- Duluth Location of Duluth, Washington
- Coordinates: 45°46′57″N 122°38′25″W﻿ / ﻿45.78250°N 122.64028°W
- Country: United States
- State: Washington
- County: Clark

Area
- • Total: 6.0 sq mi (15.5 km^{2})
- • Land: 6.0 sq mi (15.5 km^{2})
- • Water: 0 sq mi (0.0 km^{2})
- Elevation: 276 ft (84 m)

Population (2020)
- • Total: 1,718
- • Density: 258/sq mi (99.8/km^{2})
- Time zone: UTC-8 (Pacific (PST))
- • Summer (DST): UTC-7 (PDT)
- ZIP code: 98642
- Area code: 360
- FIPS code: 53-18775
- GNIS feature ID: 2629757

= Duluth, Washington =

Duluth is a census-designated place (CDP) in Clark County, Washington, United States. The population was 1,544 at the 2020 census.

The community is located 11 mi north of downtown Vancouver, Washington, with access from Exit 11 on Interstate 5.

==History==
Adolph Sauvie opened a store and a bus depot on 219th street and 10th avenue. The bus company wanted the place to have a name, and Adolph named it after Duluth, Minnesota, his hometown.

==Demographics==

Duluth first appeared as a census designated place in the 2010 U.S. census.

Historical population
| Census | Pop. | Note | %± |
| 2010 | 1,544 |  | — |
| 2020 | 1,718 |  | 11.3% |
U.S. Decennial Census 2000 2010 2020

===Racial and ethnic composition===

Duluth CDP, Washington – Racial and ethnic composition Note: the US Census treats Hispanic/Latino as an ethnic category. This table excludes Latinos from the racial categories and assigns them to a separate category. Hispanics/Latinos may be of any race.
| Race / Ethnicity (NH = Non-Hispanic) | Pop 2010 | Pop 2020 | % 2010 | % 2020 |
|---|---|---|---|---|
| White alone (NH) | 1,367 | 1,401 | 88.54% | 81.55% |
| Black or African American alone (NH) | 10 | 2 | 0.65% | 0.12% |
| Native American or Alaska Native alone (NH) | 11 | 12 | 0.71% | 0.70% |
| Asian alone (NH) | 30 | 47 | 1.94% | 2.74% |
| Native Hawaiian or Pacific Islander alone (NH) | 2 | 0 | 0.13% | 0.00% |
| Other race alone (NH) | 4 | 9 | 0.26% | 0.52% |
| Mixed race or Multiracial (NH) | 33 | 93 | 2.14% | 5.41% |
| Hispanic or Latino (any race) | 87 | 154 | 5.63% | 8.96% |
| Total | 1,544 | 1,718 | 100.00% | 100.00% |

===2020 census===
As of the 2020 census, Duluth had a population of 1,718. There were 552 households and 577 housing units in the CDP.

The median age was 45.7 years. 23.8% of residents were under the age of 18 and 20.3% were 65 years of age or older. For every 100 females there were 110.0 males, and for every 100 females age 18 and over there were 107.8 males age 18 and over.

19.3% of residents lived in urban areas, while 80.7% lived in rural areas.

There were 552 households in Duluth, of which 31.3% had children under the age of 18 living in them. Of all households, 70.8% were married-couple households, 8.7% were households with a male householder and no spouse or partner present, and 14.7% were households with a female householder and no spouse or partner present. About 10.2% of all households were made up of individuals and 5.8% had someone living alone who was 65 years of age or older.

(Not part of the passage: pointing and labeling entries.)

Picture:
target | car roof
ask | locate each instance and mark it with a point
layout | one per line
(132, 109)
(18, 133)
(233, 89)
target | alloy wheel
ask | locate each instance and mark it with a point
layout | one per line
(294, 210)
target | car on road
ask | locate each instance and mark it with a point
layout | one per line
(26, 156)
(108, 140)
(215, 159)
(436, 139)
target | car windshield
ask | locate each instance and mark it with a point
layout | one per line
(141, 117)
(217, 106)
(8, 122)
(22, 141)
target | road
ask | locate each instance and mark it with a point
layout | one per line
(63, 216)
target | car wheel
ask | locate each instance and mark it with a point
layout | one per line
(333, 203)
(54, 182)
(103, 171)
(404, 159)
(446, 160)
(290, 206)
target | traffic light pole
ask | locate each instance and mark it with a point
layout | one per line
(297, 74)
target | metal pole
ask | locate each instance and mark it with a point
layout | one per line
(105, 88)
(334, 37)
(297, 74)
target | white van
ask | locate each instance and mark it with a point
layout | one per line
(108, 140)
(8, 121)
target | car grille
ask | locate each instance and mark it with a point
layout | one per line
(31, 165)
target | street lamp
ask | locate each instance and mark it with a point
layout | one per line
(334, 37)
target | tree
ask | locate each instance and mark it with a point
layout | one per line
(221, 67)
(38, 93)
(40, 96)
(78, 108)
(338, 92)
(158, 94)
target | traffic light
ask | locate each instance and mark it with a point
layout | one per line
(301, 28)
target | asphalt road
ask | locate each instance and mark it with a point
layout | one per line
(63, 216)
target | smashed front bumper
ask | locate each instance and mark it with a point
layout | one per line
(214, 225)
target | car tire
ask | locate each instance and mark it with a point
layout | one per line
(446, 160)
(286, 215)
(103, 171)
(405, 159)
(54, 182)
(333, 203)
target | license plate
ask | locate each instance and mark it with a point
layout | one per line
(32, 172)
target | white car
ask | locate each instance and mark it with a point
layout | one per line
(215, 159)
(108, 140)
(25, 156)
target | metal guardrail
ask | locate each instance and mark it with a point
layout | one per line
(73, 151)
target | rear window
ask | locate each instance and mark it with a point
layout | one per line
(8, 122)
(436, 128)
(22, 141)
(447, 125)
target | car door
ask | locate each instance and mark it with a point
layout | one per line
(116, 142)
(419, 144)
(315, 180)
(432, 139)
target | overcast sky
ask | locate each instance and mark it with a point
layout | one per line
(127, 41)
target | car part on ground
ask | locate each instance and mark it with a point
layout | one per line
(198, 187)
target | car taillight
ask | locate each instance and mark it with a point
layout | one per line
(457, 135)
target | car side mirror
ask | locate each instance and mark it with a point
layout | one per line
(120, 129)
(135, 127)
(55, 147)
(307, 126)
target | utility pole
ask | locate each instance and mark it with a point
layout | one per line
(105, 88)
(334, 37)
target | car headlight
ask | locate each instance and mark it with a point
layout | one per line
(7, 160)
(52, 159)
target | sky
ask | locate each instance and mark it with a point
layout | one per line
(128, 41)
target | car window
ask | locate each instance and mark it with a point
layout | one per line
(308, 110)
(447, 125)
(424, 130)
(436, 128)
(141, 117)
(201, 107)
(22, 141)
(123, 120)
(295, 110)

There were 577 housing units, of which 4.3% were vacant. The homeowner vacancy rate was 0.8% and the rental vacancy rate was 1.1%.

Racial composition as of the 2020 census
| Race | Number | Percent |
|---|---|---|
| White | 1,443 | 84.0% |
| Black or African American | 3 | 0.2% |
| American Indian and Alaska Native | 16 | 0.9% |
| Asian | 49 | 2.9% |
| Native Hawaiian and Other Pacific Islander | 0 | 0.0% |
| Some other race | 52 | 3.0% |
| Two or more races | 155 | 9.0% |

===Demographic estimates===
The ancestry in Duluth was 13.7% Irish, 12.2% English, 11.1% German, 5.4% French, 3.5% Sub-Saharan African, 2.7% Norwegian, 1.2% Italian, and 0.9% Polish.

An estimated 6.5% of the population was foreign born.

===Income and poverty===
The median household income was $63,981, with families having $87,625, married couples having $101,500, and non-families having $48,750. 18.9% of the population were in poverty.

==Education==
Much of Duluth is served by Ridgefield High School in the Ridgefield School District. Parts are served by Daybreak School for K-8, and Prairie High School. in the Battle Ground School District.